W dzieciństwie kajzerki były moimi ulubionymi bułeczkami. Dawno ich nie jadłam, dlatego zaplanowałam, że upiekę je na weekend. Jednak zamiast tradycyjnej formy, zdecydowałam, że w cieście znajdzie się puree z pieczonej dyni, które nada bułeczkom pięknego koloru.
Kajzerki sprzedawane w piekarniach zazwyczaj wyróżniają się charakterystycznymi nacięciami robionymi przez maszynę. Kiedyś prezentowałam przepis jak naciąć bułeczki samodzielnie w domu tępą stroną noża. Tym razem jednak zdecydowałam, że uformuję je od podstaw samodzielnie.
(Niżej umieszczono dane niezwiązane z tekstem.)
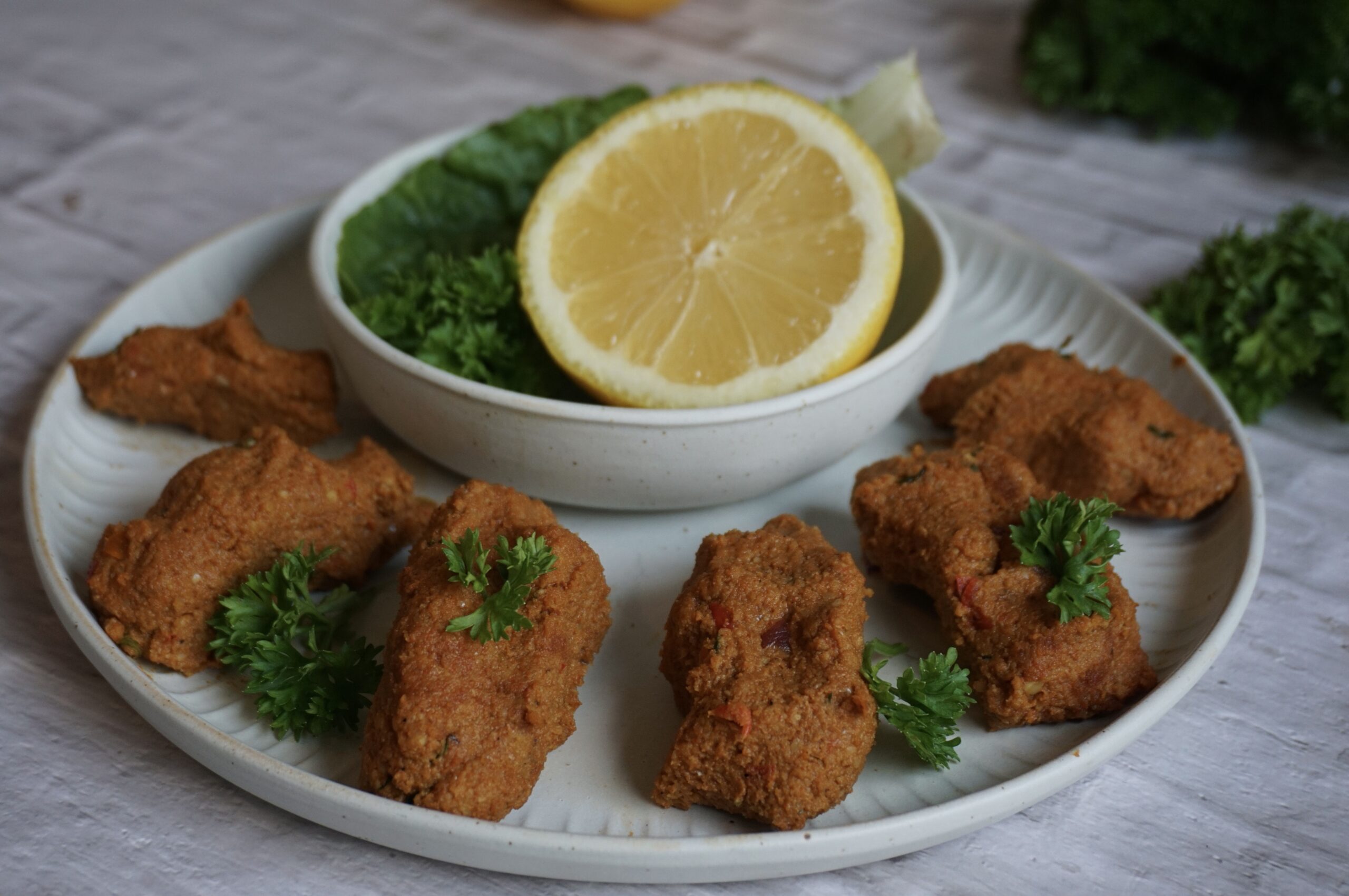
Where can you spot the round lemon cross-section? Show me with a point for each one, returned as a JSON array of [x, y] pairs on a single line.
[[714, 246]]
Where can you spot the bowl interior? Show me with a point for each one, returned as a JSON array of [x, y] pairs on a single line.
[[927, 288]]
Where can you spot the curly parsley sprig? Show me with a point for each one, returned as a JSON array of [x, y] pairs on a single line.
[[308, 674], [521, 566], [926, 706], [1071, 540]]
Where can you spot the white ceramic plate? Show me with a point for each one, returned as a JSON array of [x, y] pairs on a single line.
[[589, 817]]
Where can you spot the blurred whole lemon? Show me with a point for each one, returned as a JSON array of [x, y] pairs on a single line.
[[622, 8]]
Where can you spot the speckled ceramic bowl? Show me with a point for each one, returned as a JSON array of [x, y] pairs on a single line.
[[625, 458]]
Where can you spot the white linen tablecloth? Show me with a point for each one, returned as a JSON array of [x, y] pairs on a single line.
[[131, 130]]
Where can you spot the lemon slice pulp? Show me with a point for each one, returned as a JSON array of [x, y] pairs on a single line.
[[718, 244]]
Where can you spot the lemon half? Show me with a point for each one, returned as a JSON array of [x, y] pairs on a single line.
[[714, 246]]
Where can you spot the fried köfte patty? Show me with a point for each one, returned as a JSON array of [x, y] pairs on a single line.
[[462, 726], [940, 521], [1085, 432], [764, 652], [155, 582], [219, 380]]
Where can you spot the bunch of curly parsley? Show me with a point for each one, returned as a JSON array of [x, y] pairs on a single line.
[[428, 265], [923, 706], [1267, 315], [521, 566], [311, 676], [1197, 66], [1073, 541]]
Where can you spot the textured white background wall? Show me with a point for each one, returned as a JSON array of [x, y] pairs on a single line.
[[130, 130]]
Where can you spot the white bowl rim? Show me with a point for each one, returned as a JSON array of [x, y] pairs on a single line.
[[328, 230]]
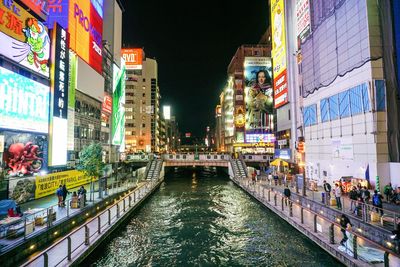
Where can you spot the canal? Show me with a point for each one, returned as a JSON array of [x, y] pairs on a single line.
[[200, 218]]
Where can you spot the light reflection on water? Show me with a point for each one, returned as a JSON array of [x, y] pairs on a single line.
[[200, 219]]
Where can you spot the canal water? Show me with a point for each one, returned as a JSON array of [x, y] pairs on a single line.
[[200, 218]]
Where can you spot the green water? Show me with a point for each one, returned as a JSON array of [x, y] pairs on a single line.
[[200, 218]]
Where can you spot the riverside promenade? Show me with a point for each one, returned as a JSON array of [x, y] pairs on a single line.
[[321, 225]]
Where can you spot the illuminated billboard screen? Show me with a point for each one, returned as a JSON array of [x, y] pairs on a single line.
[[24, 103], [118, 104], [85, 26], [24, 39], [258, 95], [279, 53], [133, 58]]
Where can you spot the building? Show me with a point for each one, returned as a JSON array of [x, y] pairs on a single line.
[[142, 106], [348, 96]]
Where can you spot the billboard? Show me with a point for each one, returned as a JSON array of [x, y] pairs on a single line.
[[39, 7], [85, 26], [24, 153], [279, 53], [303, 18], [24, 39], [133, 58], [118, 110], [258, 95], [24, 103]]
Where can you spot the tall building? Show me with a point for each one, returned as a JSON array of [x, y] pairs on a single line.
[[142, 106], [347, 93]]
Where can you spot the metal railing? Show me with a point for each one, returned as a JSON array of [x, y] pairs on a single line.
[[76, 242], [326, 230]]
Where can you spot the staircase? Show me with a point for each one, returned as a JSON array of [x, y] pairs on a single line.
[[154, 169], [239, 168]]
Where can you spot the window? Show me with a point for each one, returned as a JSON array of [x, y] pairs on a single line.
[[344, 104], [380, 95], [324, 106]]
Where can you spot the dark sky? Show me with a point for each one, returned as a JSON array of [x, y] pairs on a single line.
[[193, 42]]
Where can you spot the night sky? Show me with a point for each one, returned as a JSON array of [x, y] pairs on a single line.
[[193, 42]]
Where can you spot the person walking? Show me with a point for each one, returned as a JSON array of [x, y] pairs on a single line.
[[377, 202], [65, 192], [338, 195], [287, 194], [59, 194], [327, 189], [345, 224]]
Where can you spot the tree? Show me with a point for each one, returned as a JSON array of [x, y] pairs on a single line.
[[90, 161]]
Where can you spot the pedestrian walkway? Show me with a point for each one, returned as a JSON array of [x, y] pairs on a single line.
[[356, 251], [37, 213]]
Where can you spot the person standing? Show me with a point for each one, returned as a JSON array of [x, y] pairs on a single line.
[[344, 225], [327, 189], [377, 202], [338, 195]]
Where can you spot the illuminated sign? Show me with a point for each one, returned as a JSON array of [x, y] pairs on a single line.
[[24, 39], [85, 25], [133, 58], [118, 110], [39, 7], [60, 72], [107, 104], [303, 18], [24, 103], [259, 97], [279, 53]]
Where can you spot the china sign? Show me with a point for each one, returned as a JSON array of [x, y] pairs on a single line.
[[24, 39], [24, 103], [279, 53], [303, 18], [133, 58], [85, 26]]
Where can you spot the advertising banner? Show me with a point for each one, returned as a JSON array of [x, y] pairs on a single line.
[[47, 184], [118, 110], [279, 53], [303, 18], [85, 26], [258, 95], [24, 153], [24, 39], [133, 58], [24, 103]]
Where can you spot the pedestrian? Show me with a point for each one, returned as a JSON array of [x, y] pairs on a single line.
[[327, 189], [388, 191], [65, 192], [377, 202], [59, 194], [345, 225], [287, 194], [338, 195]]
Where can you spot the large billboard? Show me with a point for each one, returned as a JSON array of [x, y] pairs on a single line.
[[24, 103], [118, 103], [279, 53], [24, 39], [133, 58], [259, 98], [85, 25]]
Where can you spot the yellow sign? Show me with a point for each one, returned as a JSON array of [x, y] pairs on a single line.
[[278, 37], [48, 184]]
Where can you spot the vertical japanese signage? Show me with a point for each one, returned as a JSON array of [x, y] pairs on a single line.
[[24, 39], [303, 18], [133, 58], [279, 52], [59, 87]]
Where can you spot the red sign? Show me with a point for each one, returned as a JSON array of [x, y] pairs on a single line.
[[281, 89], [107, 104]]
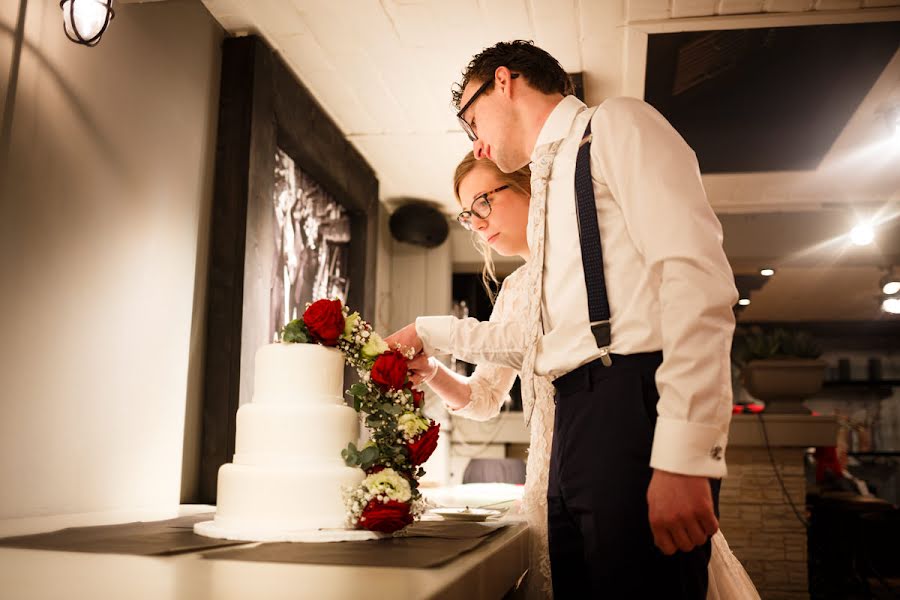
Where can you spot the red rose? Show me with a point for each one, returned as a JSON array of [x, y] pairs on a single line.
[[424, 445], [386, 517], [325, 321], [389, 370]]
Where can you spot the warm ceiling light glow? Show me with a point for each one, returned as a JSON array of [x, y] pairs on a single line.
[[862, 234], [85, 21], [891, 305]]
W ramach inpsiracji zerknęłam do niezawodnej księgi chleba J. Hamelmana, gdzie znalazłam pomocny rysunek jak kształtować ciasto na chałkę i zabrałam się do kształtowania kajzerek. Jak na pierwszy raz jestem całkiem zadowolona, chociaż domyślam się, że ich zawijanie wymaga wprawy i praktyki.
Jak zrobić puree z dyni? Wybieramy dynię mocno pomarańczową o małej zawartości wody np. hokkaido lub piżmową. Kroimy na kawałki, skrapiamy oliwą i pieczemy (hokkaido można ze skórką) przez 30 minut w 200 stopniach. Upieczoną dynię miksujemy na gładkie puree.